Inspiration for these plant-based blog items can come from the most unlikely of sources. This one in particular had a strange (and offbeat…) beginning. Whilst researching an item about the use of drones in botany I noticed a link on that ‘page’ to another item entitled “How X-Rays Helped to Solve Mystery of Floating Rocks in the Ocean” in that news outlet’s Strange and Offbeat column. Strange? Certainly. Offbeat? Yes. Was I intrigued? Oh yes! And the seed for this blog item was truly sown. The floating rocks of interest are made of pumice, porous material that is ejected from volcanoes when they erupt. Being full of holes, many of which open at the surface, you might expect that pumice would fill with water (rather like a bath sponge), and sink. Yet, bizarrely, pumice is actually buoyant. So buoyant in fact that it can stay afloat on the surface of water bodies – such as lakes and oceans – for years, and travel great distances.

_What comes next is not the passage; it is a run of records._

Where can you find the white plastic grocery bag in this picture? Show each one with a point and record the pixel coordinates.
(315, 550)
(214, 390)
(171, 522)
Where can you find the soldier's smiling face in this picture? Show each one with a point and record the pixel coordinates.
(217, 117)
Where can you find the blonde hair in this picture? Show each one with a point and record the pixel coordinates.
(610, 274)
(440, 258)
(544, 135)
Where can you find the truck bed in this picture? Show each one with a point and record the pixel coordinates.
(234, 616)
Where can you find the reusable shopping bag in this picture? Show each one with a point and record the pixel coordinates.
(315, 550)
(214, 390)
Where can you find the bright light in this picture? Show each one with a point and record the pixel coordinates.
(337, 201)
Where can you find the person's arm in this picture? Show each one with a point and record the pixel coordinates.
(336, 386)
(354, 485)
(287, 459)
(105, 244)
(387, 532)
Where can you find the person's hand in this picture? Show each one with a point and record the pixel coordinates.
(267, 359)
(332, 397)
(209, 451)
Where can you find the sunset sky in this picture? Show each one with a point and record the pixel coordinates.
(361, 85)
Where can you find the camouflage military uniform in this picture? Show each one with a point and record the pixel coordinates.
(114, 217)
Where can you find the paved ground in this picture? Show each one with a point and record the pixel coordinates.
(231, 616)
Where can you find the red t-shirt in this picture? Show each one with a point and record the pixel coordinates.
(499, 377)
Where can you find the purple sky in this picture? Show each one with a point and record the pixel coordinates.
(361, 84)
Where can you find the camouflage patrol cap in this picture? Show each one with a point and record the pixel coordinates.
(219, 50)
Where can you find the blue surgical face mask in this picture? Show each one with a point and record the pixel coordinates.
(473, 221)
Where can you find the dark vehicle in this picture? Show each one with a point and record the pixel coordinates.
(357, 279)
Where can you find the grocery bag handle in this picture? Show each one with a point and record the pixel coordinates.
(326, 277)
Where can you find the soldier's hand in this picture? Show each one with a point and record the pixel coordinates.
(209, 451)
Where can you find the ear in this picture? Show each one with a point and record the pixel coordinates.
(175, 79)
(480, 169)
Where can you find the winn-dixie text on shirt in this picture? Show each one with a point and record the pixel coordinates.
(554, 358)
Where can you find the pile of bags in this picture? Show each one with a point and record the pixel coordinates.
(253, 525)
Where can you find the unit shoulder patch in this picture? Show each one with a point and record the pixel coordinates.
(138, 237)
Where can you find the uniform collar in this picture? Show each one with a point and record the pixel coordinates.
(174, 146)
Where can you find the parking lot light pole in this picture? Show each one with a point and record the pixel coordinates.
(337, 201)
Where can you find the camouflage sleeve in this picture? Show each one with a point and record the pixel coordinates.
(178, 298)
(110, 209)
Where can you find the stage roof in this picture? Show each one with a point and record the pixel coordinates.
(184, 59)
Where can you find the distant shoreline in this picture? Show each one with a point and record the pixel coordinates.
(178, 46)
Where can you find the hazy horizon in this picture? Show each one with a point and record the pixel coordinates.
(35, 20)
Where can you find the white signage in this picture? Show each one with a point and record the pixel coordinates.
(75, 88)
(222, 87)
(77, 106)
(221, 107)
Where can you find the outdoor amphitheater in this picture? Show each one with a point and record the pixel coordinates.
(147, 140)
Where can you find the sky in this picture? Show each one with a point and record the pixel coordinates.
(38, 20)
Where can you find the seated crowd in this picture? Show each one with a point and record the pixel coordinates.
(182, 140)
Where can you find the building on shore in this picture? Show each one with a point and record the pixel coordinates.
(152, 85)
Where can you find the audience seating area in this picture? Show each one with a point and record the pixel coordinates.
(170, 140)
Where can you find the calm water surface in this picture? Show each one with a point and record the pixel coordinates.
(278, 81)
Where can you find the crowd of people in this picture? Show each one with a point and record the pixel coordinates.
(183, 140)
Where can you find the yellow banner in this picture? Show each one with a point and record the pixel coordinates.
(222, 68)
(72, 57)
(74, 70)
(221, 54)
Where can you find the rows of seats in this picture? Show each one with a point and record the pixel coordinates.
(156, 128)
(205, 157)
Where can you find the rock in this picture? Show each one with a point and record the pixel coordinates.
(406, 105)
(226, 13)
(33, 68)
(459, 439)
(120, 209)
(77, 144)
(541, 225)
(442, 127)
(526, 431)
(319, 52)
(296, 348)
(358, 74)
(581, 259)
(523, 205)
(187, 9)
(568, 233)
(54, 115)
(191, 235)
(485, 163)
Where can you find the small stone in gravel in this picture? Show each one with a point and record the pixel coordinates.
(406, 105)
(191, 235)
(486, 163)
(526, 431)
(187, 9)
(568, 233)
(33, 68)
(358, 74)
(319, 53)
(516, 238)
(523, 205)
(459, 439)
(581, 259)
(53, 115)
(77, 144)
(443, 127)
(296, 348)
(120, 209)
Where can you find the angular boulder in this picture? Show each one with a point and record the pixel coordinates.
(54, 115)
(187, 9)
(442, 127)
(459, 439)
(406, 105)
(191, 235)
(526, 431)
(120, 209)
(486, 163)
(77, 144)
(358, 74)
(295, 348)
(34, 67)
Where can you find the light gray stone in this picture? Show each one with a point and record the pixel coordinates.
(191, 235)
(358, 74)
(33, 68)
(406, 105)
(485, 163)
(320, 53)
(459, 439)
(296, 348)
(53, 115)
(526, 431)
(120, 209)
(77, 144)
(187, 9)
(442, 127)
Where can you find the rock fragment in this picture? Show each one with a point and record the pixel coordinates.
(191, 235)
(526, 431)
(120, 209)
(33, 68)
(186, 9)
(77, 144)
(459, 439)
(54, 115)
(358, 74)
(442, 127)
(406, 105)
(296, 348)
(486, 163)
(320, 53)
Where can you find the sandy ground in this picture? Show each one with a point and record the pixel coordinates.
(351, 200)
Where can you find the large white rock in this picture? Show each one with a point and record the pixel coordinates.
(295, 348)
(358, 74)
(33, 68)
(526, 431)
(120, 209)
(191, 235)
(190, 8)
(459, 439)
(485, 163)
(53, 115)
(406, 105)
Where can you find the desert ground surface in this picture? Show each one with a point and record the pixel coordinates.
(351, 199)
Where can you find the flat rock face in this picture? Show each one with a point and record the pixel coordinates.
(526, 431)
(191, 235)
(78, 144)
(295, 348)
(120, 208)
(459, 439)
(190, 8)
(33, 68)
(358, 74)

Being a simple soul, floating rocks sounds a bit like magic to me (in much the same category as metal boats that can move across the ocean without sinking, and aeroplanes made of metal that can stay in the air…). Although it’s not magic (it’s science), how this feat was possible was certainly a mystery. But, it seems to have been solved by Kristen Fauria et al.. Using sophisticated X-ray imaging techniques they show that the pores and capillary channels in the pumice are small enough that they trap gas within the body of the rock as the water infiltrates the pores. This trapped gas is sufficient to cause the observed buoyancy. In time diffusion of gas out of the pumice permits its replacement by water which eventually causes the pumice to sink.

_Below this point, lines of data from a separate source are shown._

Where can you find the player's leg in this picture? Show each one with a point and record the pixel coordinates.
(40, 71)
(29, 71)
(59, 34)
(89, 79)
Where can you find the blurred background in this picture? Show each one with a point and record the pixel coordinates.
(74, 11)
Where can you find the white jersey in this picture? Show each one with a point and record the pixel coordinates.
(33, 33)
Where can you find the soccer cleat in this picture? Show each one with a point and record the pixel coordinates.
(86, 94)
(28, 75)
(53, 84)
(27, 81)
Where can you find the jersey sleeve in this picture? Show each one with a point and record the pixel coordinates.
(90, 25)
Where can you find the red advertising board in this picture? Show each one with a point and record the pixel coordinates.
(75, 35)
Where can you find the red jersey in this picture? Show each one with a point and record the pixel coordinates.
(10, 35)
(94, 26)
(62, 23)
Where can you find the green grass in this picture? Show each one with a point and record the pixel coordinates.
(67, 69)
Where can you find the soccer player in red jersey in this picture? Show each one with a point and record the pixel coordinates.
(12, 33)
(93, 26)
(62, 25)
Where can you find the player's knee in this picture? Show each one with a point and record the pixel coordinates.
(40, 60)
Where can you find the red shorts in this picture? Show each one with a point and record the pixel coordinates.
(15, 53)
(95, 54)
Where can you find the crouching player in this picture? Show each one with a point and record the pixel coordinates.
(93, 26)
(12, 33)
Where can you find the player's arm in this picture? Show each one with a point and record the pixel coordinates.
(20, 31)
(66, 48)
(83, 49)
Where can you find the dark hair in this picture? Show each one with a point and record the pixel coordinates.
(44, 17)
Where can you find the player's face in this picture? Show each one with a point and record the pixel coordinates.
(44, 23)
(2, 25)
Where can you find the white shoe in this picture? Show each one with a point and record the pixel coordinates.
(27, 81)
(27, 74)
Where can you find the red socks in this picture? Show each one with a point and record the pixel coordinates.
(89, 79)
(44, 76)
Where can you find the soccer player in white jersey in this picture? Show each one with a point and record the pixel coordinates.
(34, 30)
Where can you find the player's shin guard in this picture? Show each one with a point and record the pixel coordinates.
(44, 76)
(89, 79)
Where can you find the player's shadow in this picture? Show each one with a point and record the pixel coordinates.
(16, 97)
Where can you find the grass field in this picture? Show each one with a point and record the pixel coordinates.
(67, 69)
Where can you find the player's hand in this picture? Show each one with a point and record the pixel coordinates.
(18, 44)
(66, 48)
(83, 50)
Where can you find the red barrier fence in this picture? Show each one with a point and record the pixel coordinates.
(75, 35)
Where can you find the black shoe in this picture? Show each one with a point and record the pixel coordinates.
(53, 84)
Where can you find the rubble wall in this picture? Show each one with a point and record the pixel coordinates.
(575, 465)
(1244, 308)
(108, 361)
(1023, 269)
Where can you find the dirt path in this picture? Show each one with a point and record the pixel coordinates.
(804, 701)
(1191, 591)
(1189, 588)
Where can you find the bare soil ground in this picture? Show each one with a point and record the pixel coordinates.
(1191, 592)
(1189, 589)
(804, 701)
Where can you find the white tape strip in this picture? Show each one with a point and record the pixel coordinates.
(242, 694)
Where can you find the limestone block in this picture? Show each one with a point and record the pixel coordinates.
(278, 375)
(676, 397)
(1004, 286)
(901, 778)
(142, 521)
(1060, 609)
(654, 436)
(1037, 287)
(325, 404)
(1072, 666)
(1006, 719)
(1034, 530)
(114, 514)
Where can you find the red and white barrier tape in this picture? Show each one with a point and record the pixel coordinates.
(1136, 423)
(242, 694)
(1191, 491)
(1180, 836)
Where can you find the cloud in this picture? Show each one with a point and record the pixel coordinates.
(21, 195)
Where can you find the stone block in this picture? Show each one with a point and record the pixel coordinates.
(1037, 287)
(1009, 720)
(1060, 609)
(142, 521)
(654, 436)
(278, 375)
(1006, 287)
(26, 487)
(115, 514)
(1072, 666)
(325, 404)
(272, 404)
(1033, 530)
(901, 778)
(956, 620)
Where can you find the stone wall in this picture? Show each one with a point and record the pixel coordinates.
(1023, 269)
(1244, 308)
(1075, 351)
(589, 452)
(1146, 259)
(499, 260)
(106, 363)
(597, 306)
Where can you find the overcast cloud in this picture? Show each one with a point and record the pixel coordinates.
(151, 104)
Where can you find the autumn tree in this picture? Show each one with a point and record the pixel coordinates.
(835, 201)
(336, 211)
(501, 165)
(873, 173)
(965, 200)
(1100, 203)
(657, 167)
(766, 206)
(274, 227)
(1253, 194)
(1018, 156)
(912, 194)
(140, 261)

All fascinating stuff, Mr Cuttings, but geology isn’t botany; where’s the plant biology (or any biology come to that)?? That comes from Scott Bryan et al. and their study of “Long-Distance Dispersal by Pumice Rafting”. Pumice rafting is the phenomenon whereby living organisms can be transported across the surface of oceans on or in floating pumice. In particular they studied pumice rafting of >80 spp. in a journey of > 5000 km over 7-8 months following the eruption of Tonga’s Home Reef Volcano in 2006. Many animals were recorded, but there’s also plenty of botanical interest with calcareous algae, macroalgae (seaweeds), and cyanobacteria amongst the pumice-associated ocean wanderers.

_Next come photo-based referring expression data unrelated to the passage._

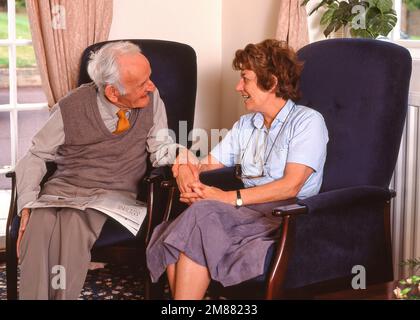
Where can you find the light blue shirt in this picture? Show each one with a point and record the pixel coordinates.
(298, 134)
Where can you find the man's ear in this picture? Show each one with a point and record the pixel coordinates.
(111, 93)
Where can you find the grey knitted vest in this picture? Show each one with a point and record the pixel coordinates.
(93, 157)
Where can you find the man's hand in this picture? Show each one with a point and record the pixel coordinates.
(23, 223)
(186, 157)
(184, 179)
(204, 192)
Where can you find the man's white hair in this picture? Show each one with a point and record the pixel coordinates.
(103, 66)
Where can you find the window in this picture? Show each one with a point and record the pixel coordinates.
(407, 30)
(23, 106)
(409, 19)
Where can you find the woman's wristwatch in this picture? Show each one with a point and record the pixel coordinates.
(239, 201)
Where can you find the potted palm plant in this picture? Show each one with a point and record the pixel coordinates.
(363, 18)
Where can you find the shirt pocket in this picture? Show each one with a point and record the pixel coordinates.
(277, 162)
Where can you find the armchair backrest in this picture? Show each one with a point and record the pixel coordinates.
(360, 86)
(174, 72)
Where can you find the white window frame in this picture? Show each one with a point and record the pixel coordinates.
(13, 107)
(412, 45)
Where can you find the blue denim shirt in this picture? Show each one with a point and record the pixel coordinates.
(298, 134)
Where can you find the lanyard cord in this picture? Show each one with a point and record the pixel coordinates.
(275, 139)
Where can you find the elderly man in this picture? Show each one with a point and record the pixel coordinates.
(99, 136)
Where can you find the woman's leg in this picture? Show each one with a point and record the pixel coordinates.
(170, 272)
(191, 280)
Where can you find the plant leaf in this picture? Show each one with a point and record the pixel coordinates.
(384, 5)
(382, 23)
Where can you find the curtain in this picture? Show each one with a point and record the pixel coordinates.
(61, 30)
(292, 24)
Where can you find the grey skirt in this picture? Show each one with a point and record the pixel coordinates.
(231, 242)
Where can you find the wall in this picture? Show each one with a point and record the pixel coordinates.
(243, 22)
(196, 23)
(215, 29)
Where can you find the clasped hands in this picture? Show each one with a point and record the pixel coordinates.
(186, 170)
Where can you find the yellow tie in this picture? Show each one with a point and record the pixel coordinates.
(123, 123)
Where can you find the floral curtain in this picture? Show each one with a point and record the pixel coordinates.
(61, 30)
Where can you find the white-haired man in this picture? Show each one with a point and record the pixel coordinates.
(99, 136)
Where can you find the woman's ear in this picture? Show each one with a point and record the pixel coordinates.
(111, 93)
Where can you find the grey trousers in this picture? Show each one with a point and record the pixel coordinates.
(55, 252)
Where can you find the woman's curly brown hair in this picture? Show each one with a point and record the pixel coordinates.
(268, 59)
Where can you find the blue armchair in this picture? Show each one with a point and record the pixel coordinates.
(175, 74)
(361, 88)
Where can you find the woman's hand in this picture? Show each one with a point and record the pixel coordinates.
(203, 192)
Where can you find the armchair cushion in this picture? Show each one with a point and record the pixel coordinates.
(346, 230)
(345, 197)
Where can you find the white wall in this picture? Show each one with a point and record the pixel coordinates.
(194, 22)
(243, 22)
(215, 29)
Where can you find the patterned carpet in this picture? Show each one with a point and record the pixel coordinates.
(109, 283)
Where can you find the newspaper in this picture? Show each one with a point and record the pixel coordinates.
(127, 211)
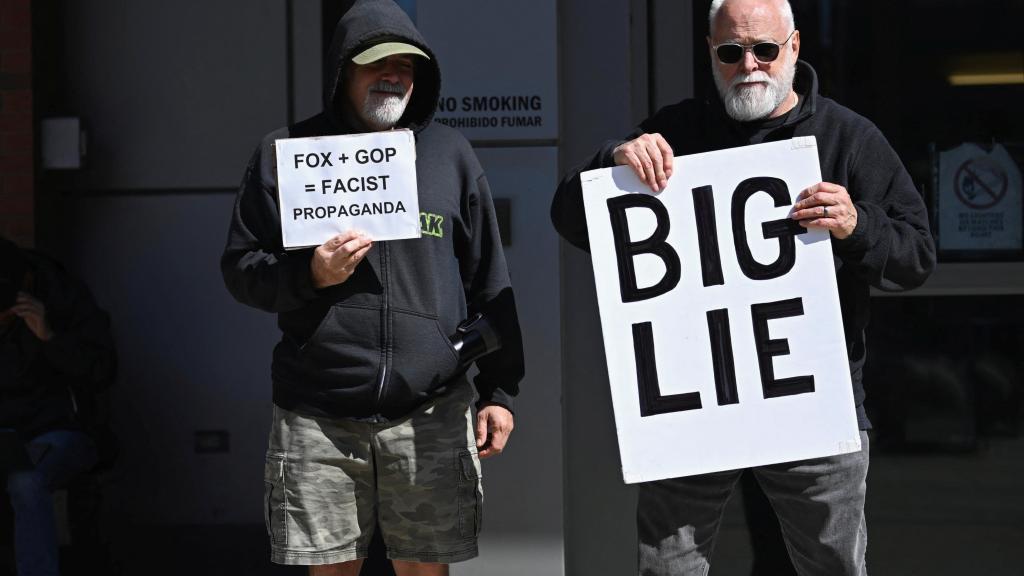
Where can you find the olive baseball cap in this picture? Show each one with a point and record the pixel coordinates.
(385, 49)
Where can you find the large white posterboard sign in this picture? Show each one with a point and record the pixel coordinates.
(329, 184)
(721, 319)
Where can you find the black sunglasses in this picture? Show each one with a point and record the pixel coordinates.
(764, 52)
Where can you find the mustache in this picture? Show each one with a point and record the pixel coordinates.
(757, 76)
(388, 87)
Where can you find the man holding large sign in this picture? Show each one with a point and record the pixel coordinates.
(879, 229)
(373, 427)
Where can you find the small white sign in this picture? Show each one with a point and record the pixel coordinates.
(720, 315)
(979, 199)
(330, 184)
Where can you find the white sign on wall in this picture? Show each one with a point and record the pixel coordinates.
(330, 184)
(499, 67)
(979, 199)
(721, 319)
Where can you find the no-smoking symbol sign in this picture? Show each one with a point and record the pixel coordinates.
(981, 182)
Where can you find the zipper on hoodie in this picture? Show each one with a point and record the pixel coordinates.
(385, 331)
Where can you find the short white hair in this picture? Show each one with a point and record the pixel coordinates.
(716, 5)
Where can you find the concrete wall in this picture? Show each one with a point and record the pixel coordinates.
(606, 88)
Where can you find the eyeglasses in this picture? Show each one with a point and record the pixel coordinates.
(764, 52)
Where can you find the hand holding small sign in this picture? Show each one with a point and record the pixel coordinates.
(336, 259)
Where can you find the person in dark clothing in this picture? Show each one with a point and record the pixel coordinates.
(373, 427)
(881, 238)
(55, 354)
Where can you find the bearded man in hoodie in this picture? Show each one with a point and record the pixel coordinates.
(373, 424)
(880, 238)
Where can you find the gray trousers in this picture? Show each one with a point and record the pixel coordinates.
(819, 503)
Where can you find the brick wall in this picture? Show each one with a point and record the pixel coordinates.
(16, 171)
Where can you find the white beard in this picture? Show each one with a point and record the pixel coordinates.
(382, 111)
(755, 103)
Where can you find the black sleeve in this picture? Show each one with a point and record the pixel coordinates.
(488, 290)
(891, 248)
(567, 212)
(257, 271)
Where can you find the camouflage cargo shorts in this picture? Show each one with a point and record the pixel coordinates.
(331, 483)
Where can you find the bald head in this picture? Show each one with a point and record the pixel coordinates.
(734, 12)
(756, 86)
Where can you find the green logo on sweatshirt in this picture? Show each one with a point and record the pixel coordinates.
(430, 224)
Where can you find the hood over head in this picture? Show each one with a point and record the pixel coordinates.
(367, 24)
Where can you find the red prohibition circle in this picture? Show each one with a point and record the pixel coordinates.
(976, 192)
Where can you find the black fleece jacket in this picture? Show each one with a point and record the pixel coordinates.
(52, 385)
(890, 249)
(377, 345)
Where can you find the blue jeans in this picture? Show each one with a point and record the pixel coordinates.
(819, 503)
(58, 455)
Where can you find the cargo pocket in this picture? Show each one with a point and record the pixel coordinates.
(470, 493)
(273, 497)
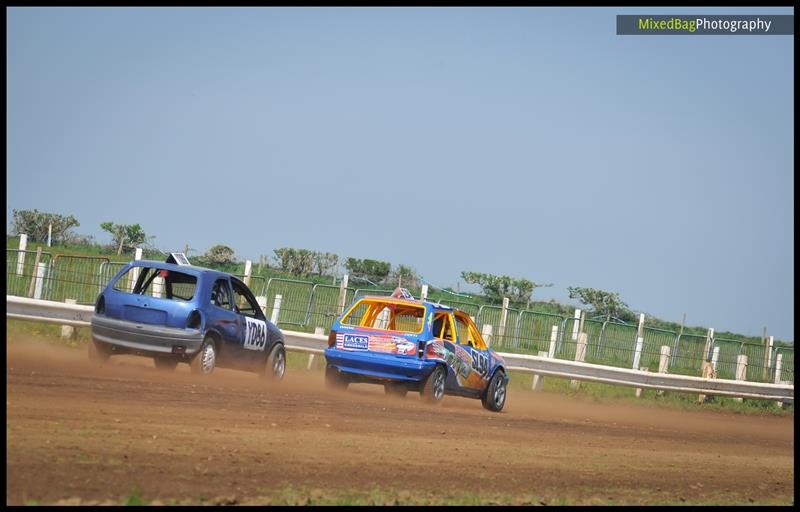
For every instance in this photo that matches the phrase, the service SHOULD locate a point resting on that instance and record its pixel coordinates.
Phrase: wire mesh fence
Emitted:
(305, 305)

Whilst it’s probably impossible to know where on that journey the various passengers came on board, the prospect of long-distance biotic translocation is a real probability. They say that every cloud has a silver lining. That seems true for pumice. On the one hand the floating pumice that results from the erupted volcanic ‘cloud’ (and the uncharted islands that may result from the associated volcanism!) can present a hazard to human users of the ocean. But, on the other, it also presents an opportunity for life forms to colonise new areas and extend species’ ranges – if the pumice reaches land before sinking. Whether that ‘alien invasion’ is good or bad depends upon many factors, but who can now look at pumice as just some sort of inert geological oddity? Pumice, a most unlikely oceanic life-preserver?